‘The Two Hander,’ With Wit and Energy, Brings Therapy to the Stage From the Couch

For those weary of Broadway’s brassy spectacles, a terrific play on the Jersey Shore brings in an ambivalent verdict on Freud’s legacy.

Via New Jersey Repertory Company
Jill Eikenberry and Ella Dershowitz in 'The Two Hander.' New Jersey Repertory Company, Long Branch, New Jersey, April 2024. Via New Jersey Repertory Company

‘The Two Hander’
Written by Julia Blauvelt
Directed by SuzAnne Barabas

New Jersey Repertory Company, Long Branch, New Jersey
Through May 19

“The Two-Hander,” is a play about therapy, a practice that is itself a bit theatrical. It has a stage (the therapist’s office), a prop,(the couch), two protagonists (the therapist and patient), and a script (questions about childhood, say). Like the theater, therapy can be both sincere and stilted. They both trade in masks, and maintain that you can talk yourself into trouble or to the truth. “The Two-Hander” reminds that theater can be its own therapy.

The play, written by Julia Blauvelt and directed by SuzAnne Barabas, stars Jill Eikenberry as Diana Walker, a therapist with a Classics degree who quotes Ovid, eats out of Chinese food cartons, and contends with an office rapidly falling to ruin. Her patient is Claire Fields, played by Ella Dershowitz. Their sessions  stretch over more than a year, and their relationship runs hot and cold, intimate and estranged. Both women are in full possession of their roles.

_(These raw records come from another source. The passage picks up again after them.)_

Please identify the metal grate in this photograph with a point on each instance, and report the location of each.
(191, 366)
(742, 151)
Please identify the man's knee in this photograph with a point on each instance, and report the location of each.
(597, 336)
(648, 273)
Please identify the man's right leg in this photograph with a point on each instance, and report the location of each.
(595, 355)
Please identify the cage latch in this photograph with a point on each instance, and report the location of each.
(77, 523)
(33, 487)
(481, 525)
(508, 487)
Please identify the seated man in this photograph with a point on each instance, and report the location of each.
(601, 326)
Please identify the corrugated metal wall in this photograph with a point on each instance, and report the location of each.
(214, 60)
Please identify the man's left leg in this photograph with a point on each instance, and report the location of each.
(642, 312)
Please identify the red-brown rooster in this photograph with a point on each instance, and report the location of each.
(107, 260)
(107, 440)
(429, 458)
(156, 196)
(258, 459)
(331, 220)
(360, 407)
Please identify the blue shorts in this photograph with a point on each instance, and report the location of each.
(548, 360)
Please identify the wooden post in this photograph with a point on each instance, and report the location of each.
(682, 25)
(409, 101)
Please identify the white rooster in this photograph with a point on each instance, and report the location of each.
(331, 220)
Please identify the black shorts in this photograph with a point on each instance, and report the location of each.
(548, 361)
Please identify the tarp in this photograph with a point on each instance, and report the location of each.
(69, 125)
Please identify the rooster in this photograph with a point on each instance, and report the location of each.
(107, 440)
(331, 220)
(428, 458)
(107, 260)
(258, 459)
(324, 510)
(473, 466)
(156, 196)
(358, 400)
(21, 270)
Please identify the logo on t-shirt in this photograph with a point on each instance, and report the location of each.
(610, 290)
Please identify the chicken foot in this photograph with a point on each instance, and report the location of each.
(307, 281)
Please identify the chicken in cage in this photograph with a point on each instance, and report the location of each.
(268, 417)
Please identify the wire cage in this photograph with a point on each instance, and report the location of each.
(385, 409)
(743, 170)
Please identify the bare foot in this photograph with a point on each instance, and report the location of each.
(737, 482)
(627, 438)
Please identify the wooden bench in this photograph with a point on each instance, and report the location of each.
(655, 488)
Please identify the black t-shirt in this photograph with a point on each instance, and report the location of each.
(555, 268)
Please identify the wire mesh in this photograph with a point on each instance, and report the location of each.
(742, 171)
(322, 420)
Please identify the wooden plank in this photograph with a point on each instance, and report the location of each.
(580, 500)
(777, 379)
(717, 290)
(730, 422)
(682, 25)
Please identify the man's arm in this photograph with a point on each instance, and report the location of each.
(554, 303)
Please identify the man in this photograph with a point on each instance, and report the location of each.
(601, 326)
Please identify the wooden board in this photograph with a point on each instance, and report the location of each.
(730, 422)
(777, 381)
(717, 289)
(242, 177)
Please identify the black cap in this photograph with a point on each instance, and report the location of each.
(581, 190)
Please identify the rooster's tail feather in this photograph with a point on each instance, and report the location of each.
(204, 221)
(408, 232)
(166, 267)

Claire arrives at Diana’s office a mess — self critical and fearful, a portrait of contemporary urban millennial ennui. She is a writer who can’t write and instead works at “Tickets, Tickets, Tickets,” not the vocation she imagined when she put fingers to keyboard in college. Her relationship with her boyfriend is best described as something between a cul-de-sac and a dead end. Unnamed childhood trauma stalk her like a stubborn shadow.

Diana has her own demons. For one, she is in constant conversational combat with her superintendent, Gary, to fix the heat in the winter and the air conditioner in the summer. This is memento mori by way of a HVAC system. More seriously, Diana’s mind, once a steel trap for the details of poetry and patients, is melting away. “The Two Hander” is, among other things, an affecting portrayal of a lioness in winter. 

The writing is sharp and the staging is persuasive, so much so that I heard one audience member remark that she felt that she was in her own therapist’s office. Ms. Dershowitz, whose father is a Sun columnist, and Ms. Eikenberry expertly convey the pulse of these sessions — the staccato frustrations, grinding boredom, and occasional breakthrough. Claire, we are meant to understand, has much work to do to become the best version of herself. 

Ever since Sigmund Freud began expounding on Eros and Id at his apartments at Berggasse at Vienna, therapy has attracted its share of skeptics. Another Viennese, Karl Kraus, quipped that “it is the disease of which it purports to be the cure.” More recently, the writer Abigail Shrier blames the mental health industry for making children miserable. The JAMA Forum reports that 38 percent more people are in treatment now than were before the pandemic. 

Are we happier, though? The White House declared last year that “Our nation is facing a mental health crisis.” A study published last year found that across 19 clinical trials, the “evidence for shorter versus longer-term psychotherapy for adult mental health disorders is currently unclear” and that more trials “are urgently needed.” Another study discovered that dancing and walking are more effective at treating depression than therapy.

“The Two Hander” delivers a muddled verdict on that score. The final session — the play’s denouement — is a confrontation of rage and tears. If this is progress, it is an ambiguous sort. Claire, incandescent with disillusion, feels betrayed by Diana’s faltering mind. They reconcile, but one wonders about the worth of all those sessions. Still, Ms. Dershowitz and Ms. Eikenberry achieve indelible performances that will long sear the subconscious even of the skeptical.